From a counterfactual perspective any trade deal is better than no deal. It’s like with monetary policy: low rates may not succeed in lifting inflation but the situation would be worse if policy rates were higher. The Chinese GDP numbers published this week -6.1% growth in 2019, the slowest rate since 1990- remind us that weaker headwinds would be welcome. Some of these are structural -the rebalancing of the economy from export- and investment-led to being consumer-led-, but the trade confrontation also plays a role. Exports to the US have dropped, which partly explains the very slow pace of manufacturing investment in 2019, up only 3.1%.

In a trade conflict, one would obviously assume that the surplus country would suffer, but that does not automatically mean that the deficit country would gain. Recent research by the Federal Reserve Board1 has found a negative influence on the US as well: “U.S. manufacturing industries more exposed to tariff increases experience relative reductions in employment as a positive effect from import protection is offset by larger negative effects from rising input costs and retaliatory tariffs. Higher tariffs are also associated with relative increases in producer prices via rising input costs.”

In the absence of a trade deal, the factors mentioned above would have continued to play a role to the extent that there would have been further tariff escalation and prolonged uncertainty about where the confrontation would lead us. Counterfactual analysis, which compares an outcome with an alternative scenario, tells us that we should rejoice about the agreement. Leave the alternative aside and the conclusion is that there are fewer reasons to be cheerful.

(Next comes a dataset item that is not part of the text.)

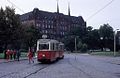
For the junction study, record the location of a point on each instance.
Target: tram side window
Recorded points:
(43, 46)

The Chinese commitment to purchase more US goods only relates to the next two years and is less clear about what follows. Moreover, the commitment does not seem to be written in stone as the Chinese vice premier reportedly said that these purchases would be based on market demand in China. Third party countries, who are bystanders to this bilateral ‘managed trade’ deal, will be concerned about the consequences in terms of trade diversion. This concern was aired by Phil Hogan, the EU trade commissioner, in a speech in Washington DC, although he also welcomed the provisions on the protection of intellectual property rights.

The deal is a phase 1 deal, so inevitably, attention of companies and governments will quickly shift to the next stage of negotiations. President Trump has said he could wait to get a phase 2 deal with China until after the 2020 election, thinking it would allow to negotiate a better deal for the US. Considering that negotiations are a game of the carrot and the stick, this could very well mean that after the relief, trade-related uncertainty would increase again.